Die erfolgreiche GRACE-Mission von NASA und DLR wird
fortgesetzt: mit GRACE-C. Die Mission zur Schwerefeldmessung der Erde bietet
einzigartige Beobachtungen des sich verändernden Wasserkreislaufs der Erde. Das
Satellitenduo soll 2028 mit einer Falcon-9-Trägerrakete starten. Der Betrieb der
Satelliten wird weiter von Deutschland aus gesteuert, mehrere deutsche Institute
sind an der Mission beteiligt.
Der Mittelmeerraum Europas trocknet seit Jahren aus. In einigen Regionen
Spaniens – wie in der Metropole Barcelona – herrscht Alarmzustand, weil der
Grundwasserspiegel teilweise um drei Meter pro Jahr fällt. Und auch auf dem
gesamten Kontinent ist er seit dem Rekord-Dürrejahr 2018 konstant niedrig,
auch wenn Extremwetterereignisse mit Überschwemmungen in jüngster Zeit einen
anderen Eindruck vermitteln. So hat Deutschland innerhalb der vergangenen 20
Jahre mehr als 15 Milliarden Tonnen Wasser verloren.
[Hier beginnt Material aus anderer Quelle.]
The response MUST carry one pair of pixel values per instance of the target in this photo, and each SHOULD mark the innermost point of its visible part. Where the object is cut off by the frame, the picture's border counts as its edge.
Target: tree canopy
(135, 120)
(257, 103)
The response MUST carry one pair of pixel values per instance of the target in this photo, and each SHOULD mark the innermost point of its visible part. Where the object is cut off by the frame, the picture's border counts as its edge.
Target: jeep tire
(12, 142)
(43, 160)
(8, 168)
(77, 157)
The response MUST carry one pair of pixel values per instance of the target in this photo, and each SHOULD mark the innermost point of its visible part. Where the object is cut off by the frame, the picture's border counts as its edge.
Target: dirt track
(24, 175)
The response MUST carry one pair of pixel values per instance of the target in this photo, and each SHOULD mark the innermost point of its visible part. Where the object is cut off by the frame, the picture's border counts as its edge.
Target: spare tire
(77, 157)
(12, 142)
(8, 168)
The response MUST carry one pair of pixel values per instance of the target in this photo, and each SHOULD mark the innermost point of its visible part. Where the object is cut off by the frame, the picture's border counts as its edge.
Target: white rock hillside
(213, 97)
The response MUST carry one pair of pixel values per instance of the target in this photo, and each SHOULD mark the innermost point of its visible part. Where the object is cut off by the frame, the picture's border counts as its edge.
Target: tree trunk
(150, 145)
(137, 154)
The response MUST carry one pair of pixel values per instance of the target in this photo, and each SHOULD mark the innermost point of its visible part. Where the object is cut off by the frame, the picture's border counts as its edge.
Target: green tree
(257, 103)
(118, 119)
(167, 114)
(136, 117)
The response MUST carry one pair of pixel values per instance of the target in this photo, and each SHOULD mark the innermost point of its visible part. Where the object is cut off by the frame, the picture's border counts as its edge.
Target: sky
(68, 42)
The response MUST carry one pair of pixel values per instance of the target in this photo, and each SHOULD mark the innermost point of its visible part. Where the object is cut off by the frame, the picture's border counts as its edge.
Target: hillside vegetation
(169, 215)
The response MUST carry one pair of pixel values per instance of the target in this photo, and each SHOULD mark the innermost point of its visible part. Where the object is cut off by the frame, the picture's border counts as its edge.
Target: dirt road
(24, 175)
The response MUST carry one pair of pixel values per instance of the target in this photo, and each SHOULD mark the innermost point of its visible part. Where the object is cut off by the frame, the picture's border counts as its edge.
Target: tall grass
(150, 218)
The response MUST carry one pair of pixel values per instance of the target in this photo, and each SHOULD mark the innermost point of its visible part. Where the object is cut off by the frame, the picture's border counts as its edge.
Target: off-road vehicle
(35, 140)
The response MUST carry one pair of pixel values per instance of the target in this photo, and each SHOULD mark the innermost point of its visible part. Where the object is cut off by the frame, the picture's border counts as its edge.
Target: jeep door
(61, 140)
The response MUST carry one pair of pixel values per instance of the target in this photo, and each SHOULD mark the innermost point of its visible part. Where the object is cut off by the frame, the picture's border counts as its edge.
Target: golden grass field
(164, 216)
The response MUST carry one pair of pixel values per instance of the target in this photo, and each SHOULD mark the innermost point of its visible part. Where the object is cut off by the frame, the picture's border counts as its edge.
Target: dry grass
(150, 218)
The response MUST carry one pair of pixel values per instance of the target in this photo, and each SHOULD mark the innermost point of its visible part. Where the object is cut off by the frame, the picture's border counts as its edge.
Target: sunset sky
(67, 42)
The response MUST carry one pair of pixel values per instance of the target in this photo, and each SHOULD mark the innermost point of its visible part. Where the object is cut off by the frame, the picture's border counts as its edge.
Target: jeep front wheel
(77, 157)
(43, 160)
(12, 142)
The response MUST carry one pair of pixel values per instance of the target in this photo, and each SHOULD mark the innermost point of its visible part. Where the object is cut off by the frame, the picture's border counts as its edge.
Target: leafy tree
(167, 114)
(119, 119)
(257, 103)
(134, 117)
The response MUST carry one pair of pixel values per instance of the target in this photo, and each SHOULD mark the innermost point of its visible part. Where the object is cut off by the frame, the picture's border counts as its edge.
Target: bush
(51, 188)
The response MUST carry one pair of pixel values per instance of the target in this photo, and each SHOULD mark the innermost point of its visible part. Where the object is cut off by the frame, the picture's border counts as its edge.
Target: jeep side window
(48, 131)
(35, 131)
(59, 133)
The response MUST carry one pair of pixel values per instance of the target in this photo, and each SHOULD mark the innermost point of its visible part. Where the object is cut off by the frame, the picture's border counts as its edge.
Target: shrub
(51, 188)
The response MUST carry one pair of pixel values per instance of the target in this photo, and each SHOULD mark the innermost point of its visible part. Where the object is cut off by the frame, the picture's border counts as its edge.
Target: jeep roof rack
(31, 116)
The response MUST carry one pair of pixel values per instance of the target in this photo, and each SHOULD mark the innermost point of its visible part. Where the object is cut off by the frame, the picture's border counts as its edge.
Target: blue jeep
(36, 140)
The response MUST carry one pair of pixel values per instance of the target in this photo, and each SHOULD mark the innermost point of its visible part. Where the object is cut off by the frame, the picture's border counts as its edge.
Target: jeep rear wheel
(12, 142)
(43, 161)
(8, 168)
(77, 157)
Um solche Daten zu gewinnen und mit ihnen ein genaues Bild von den
Grundwasserspiegeln wie auch des globalen Wasserhaushalts zu bekommen, muss
man aus dem All unter die Erdoberfläche "schauen". Hierbei helfen gemeinsam
mit anderen Messmethoden seit über zwei Jahrzehnten die Daten eines ganz
besonderen Satellitenpärchens: Am 17. März 2002 starteten mit "Tom" und
"Jerry" die ersten beiden Satelliten im "Gravity Recovery and Climate
Experiment" – kurz GRACE-Mission – der US-amerikanischen Weltraumbehörde
NASA und des Deutschen Zentrums für Luft- und Raumfahrt (DLR). 22 Jahre
später haben die Deutsche Raumfahrtagentur im DLR und die NASA mit GRACE-C
diese sehr erfolgreiche Mission nach GRACE Follow-On (GRACE-FO) zum zweiten
Mal verlängert. Das "C" steht dabei für "Continuity", womit die Konstanz in
den Messreihen dieser Umweltmissionen gewürdigt wird.
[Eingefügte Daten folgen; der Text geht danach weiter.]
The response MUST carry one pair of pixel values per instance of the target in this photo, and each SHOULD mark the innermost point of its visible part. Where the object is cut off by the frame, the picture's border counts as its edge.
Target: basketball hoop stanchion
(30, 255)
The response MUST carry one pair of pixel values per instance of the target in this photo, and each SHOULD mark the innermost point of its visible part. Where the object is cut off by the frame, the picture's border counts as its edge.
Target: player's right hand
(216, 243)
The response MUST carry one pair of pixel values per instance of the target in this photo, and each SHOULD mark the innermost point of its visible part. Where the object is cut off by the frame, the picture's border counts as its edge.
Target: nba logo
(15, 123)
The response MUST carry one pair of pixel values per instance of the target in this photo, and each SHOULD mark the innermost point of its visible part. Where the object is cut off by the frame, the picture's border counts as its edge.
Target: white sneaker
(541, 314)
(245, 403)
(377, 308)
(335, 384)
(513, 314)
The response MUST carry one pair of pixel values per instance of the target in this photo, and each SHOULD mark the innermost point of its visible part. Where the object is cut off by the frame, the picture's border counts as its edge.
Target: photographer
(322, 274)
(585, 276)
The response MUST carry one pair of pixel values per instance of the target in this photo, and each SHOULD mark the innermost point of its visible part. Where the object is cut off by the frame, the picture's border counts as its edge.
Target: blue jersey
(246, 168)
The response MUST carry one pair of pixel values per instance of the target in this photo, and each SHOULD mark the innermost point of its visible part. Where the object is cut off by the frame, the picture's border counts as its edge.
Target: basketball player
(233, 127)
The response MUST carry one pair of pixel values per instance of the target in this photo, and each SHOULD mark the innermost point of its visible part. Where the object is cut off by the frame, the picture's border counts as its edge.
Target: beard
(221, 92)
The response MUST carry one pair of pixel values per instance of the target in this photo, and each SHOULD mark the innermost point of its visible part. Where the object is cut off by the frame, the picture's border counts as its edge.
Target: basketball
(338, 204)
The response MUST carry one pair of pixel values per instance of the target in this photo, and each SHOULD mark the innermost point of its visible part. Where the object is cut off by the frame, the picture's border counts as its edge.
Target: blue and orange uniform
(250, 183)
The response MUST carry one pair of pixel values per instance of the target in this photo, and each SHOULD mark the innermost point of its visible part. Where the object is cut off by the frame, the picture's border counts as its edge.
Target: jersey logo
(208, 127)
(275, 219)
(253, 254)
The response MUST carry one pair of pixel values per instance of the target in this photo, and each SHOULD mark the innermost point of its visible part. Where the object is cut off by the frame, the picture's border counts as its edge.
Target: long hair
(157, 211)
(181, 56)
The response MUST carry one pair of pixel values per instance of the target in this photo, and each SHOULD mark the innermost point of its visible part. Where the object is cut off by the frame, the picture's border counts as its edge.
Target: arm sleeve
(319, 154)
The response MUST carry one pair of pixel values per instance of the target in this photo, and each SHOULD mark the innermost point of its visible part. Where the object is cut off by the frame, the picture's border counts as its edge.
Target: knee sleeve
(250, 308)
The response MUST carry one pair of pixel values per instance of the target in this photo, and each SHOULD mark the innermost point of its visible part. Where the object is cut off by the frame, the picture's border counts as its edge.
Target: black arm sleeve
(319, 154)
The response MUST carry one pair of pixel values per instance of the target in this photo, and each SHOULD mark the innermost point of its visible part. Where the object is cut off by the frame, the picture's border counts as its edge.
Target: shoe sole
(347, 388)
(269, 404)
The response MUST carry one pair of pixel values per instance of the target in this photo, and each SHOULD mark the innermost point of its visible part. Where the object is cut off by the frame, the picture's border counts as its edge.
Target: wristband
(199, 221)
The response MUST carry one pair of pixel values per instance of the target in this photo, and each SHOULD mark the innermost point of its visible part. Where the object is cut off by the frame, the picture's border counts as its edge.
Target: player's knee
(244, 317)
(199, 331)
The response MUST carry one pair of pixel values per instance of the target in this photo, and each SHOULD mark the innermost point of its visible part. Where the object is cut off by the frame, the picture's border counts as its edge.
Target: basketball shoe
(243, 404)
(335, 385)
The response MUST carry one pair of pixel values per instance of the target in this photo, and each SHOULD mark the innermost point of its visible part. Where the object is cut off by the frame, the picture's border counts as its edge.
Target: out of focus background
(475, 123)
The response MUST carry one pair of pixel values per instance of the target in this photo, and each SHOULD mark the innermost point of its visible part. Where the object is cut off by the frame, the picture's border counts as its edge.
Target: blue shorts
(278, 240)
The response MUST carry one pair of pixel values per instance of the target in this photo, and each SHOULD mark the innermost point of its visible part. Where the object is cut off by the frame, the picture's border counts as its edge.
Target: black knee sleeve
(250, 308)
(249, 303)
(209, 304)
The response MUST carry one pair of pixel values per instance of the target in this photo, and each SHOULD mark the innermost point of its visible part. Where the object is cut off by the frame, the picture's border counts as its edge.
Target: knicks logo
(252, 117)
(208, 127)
"Ohne Wasser kein Leben. Das macht Wasser gemeinsam mit sauberer Luft zur
wichtigsten Ressource, die wir auf der Erde haben. Doch die
Grundwasserspiegel auf der ganzen Welt verändern sich stetig. Hierbei geht
es nicht um Kleinigkeiten. Mit den GRACE-Satelliten erfassen wir seit mehr
als 20 Jahren jede Veränderung dieser Massentransporte global so präzise,
dass Forschende zum Beispiel den Wasserhaushalt der Erde mit zuvor
unerreichter Genauigkeit und Konstanz messen konnten. Die Mission GRACE-C
wird diese unschätzbar wertvolle Datensammlung fortsetzen, die zu den
Grundlagen für die Berichte des Weltklimarates gehört", betont Dr. Walther
Pelzer, Vorstandsmitglied des DLR und Generaldirektor der Deutschen
Raumfahrtagentur im DLR in Bonn.
"Gemeinsam mit der NASA gehen wir nun den GRACE-Weg in der Erdbeobachtung
weiter und stärken damit unsere internationalen Kooperationen in der
Raumfahrt. Die USA und Deutschland arbeiten seit langem eng bei der Klima-
und Umweltforschung aus dem All zusammen. Das Vertrauen, das unsere
US-amerikanischen Partner bei diesen Missionen mit der Beauftragung des
Satellitenbaus und der Lieferung von wichtigen Teilen des
GRACE-C-Instrumentes sowie der Missionskontrolle in deutsches
Raumfahrt-Know-How setzen, ist auch ein Zeichen für die Leistungsfähigkeit
des Raumfahrtstandorts Deutschland", unterstreicht Pelzer.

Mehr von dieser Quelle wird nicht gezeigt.